Cesar Chavez Pilgrimage Walk

This year’s Cesar Chavez pilgrimage walk is on Monday, April 2 (beginning at 3 PM with a small fiesta at Garey High School – 321 Lexington Ave. – and a march to Pomona city hall – 505 S. Garey Ave. at 4:30 PM) to support the Pomona Day Labor Center (that has received some funding from the city since 1997 but now is facing possible closing if the city council does not continue its funding).

 

 

The pilgrimage walk, as well as presentations in the classroom, will celebrate the life of Cesar Chavez and his contributions to the use of “non-violence” and “using one’s life in service to others” as a means of uniting people from diverse backgrounds to find solutions to social problems. As part of this commemoration, the Pomona Day Labor Center is a vivid example of practicing these themes through developing historical partnerships with students, contributing to the city’s economy, involving volunteers in yearly community beautification programs, developing community garden projects, utilizing art forms (such as murals and pictorial displays) to portray the achievements of numerous coalition efforts, organizing a yearly presence in the Pomona Christmas parade, and advancing economic development through employer/employee partnerships (that result in employment for individuals who would otherwise find themselves unemployed). The pilgrimage walk has been a tradition in Pomona. It is an example of the many pilgrimage walks that Cesar Chavez used to bring awareness to the American public about the need for bathrooms in the fields and better wages, health benefits, and housing for farm workers and poor people. In recent years, Garey High School has partnered with the Pomona Day Labor Center and the Cesar Chavez Pilgrimage Committee to organize a pilgrimage walk that has focused on the primary issues facing our communities today.
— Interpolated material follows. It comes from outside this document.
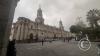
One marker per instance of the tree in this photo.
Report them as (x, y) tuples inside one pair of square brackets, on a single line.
[(92, 17)]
In keeping with this tradition, this year’s pilgrimage walk will begin with speakers and entertainment at Garey High School and proceed to city hall where students and community people will present how the day labor center has represented the principles and values of Cesar Chavez and how the city needs to ensure the survival of this center in the future. It will emphasize the themes of “nonviolence” to resolve conflict and “using one’s life in service to others. In walking, the students and community will express how these principles of Cesar Chavez (and others such as Martin Luther King, Gandhi, and Rosa Parks) are encompassed in what the day labor center and the yearly pilgrimage partnership have come to represent.